2.1.4: crash in mi_segment_try_purge during mi_process_done

[epoupon]

Hello,

Using windows, static build, with mimalloc 2.1.4, here is the test case:

A thread creates a heap, performs an allocation in it, and calls mi_heap_delete. The thread is then destroyed.

Later when the process shuts down, we have this crash:

test.exe!mi_segment_try_purge(mi_segment_s * segment, bool force, mi_stats_s * stats) Line 569
test.exe!mi_heap_page_collect(mi_heap_s * heap, mi_page_queue_s * pq, mi_page_s * page, void * arg_collect, void * arg2) Line 111
test.exe!mi_heap_visit_pages(mi_heap_s * heap, bool(*)(mi_heap_s *, mi_page_queue_s *, mi_page_s *, void *, void *) fn, void * arg1, void * arg2) Line 46
test.exe!mi_heap_collect_ex(mi_heap_s * heap, mi_collect_e collect) Line 163
test.exe!mi_heap_collect(mi_heap_s * heap, bool force) Line 180
test.exe!mi_collect(bool force) Line 184
test.exe!mi_process_done() Line 641

Exception thrown: read access violation. segment was 0x353EA000000.

When inspecting callstack at mi_heap_page_collect, it looks like page was actually already unmapped.

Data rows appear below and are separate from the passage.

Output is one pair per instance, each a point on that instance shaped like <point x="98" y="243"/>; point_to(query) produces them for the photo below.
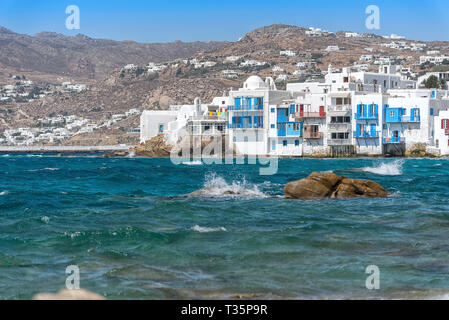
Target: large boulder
<point x="316" y="186"/>
<point x="353" y="188"/>
<point x="65" y="294"/>
<point x="329" y="185"/>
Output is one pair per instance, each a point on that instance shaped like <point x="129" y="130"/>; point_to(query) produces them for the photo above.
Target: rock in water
<point x="69" y="295"/>
<point x="329" y="185"/>
<point x="316" y="186"/>
<point x="353" y="188"/>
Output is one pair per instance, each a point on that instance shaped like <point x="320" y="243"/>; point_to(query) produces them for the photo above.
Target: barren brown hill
<point x="84" y="57"/>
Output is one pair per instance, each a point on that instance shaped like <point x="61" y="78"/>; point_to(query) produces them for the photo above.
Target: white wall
<point x="150" y="122"/>
<point x="443" y="139"/>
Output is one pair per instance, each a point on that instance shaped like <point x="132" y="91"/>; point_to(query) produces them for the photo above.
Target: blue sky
<point x="190" y="20"/>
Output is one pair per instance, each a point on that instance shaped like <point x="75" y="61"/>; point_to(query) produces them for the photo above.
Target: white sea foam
<point x="199" y="229"/>
<point x="386" y="169"/>
<point x="132" y="154"/>
<point x="216" y="186"/>
<point x="193" y="163"/>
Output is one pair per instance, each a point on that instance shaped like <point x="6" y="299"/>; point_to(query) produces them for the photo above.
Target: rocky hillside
<point x="84" y="57"/>
<point x="189" y="70"/>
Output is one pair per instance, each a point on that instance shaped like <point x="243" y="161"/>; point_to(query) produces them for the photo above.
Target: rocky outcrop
<point x="419" y="150"/>
<point x="69" y="295"/>
<point x="154" y="148"/>
<point x="329" y="185"/>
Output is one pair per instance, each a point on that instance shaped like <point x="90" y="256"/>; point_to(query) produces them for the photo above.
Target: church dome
<point x="254" y="83"/>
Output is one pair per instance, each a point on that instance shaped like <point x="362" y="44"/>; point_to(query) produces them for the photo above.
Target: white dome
<point x="254" y="83"/>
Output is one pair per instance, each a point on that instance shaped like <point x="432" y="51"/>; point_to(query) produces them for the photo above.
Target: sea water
<point x="127" y="226"/>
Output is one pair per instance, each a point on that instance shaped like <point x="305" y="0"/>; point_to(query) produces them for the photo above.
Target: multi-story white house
<point x="347" y="113"/>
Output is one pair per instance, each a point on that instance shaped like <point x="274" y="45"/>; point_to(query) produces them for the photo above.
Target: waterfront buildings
<point x="348" y="112"/>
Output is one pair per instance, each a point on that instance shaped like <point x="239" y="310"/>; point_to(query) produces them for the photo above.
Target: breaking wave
<point x="217" y="186"/>
<point x="199" y="229"/>
<point x="386" y="169"/>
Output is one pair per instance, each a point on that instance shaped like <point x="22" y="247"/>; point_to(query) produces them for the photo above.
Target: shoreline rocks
<point x="328" y="185"/>
<point x="66" y="294"/>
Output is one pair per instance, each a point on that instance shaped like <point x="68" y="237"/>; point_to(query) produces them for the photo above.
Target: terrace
<point x="366" y="134"/>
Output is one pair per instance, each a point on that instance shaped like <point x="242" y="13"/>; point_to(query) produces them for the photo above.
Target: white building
<point x="441" y="126"/>
<point x="345" y="113"/>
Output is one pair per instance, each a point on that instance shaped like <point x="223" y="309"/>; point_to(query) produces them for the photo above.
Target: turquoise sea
<point x="126" y="225"/>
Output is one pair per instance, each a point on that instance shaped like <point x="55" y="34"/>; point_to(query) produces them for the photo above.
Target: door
<point x="373" y="130"/>
<point x="322" y="113"/>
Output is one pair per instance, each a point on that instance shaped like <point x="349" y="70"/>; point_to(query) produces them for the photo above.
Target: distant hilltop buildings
<point x="349" y="112"/>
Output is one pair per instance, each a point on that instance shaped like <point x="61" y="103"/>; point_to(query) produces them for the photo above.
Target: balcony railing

Calling mi_heap_collect before calling mi_heap_delete makes the crash disappear.

Is this known?

(by the way, the API doc of mi_heap_delete states:

This will release resources and migrate any still allocated blocks in this heap (efficienty) to the default heap.

But the code seems to use the backing heap to migrate allocated blocks)

[daanx]

Ah, I think this is fixed in v2.1.7. see commit: https://github.com/microsoft/mimalloc/commit/d824b9db2b339650b4dd04ffae5ede8abd84889c

Can you try that?

[epoupon]

Hello! Thanks for your answer, I do confirm it is fixed in 2.1.7!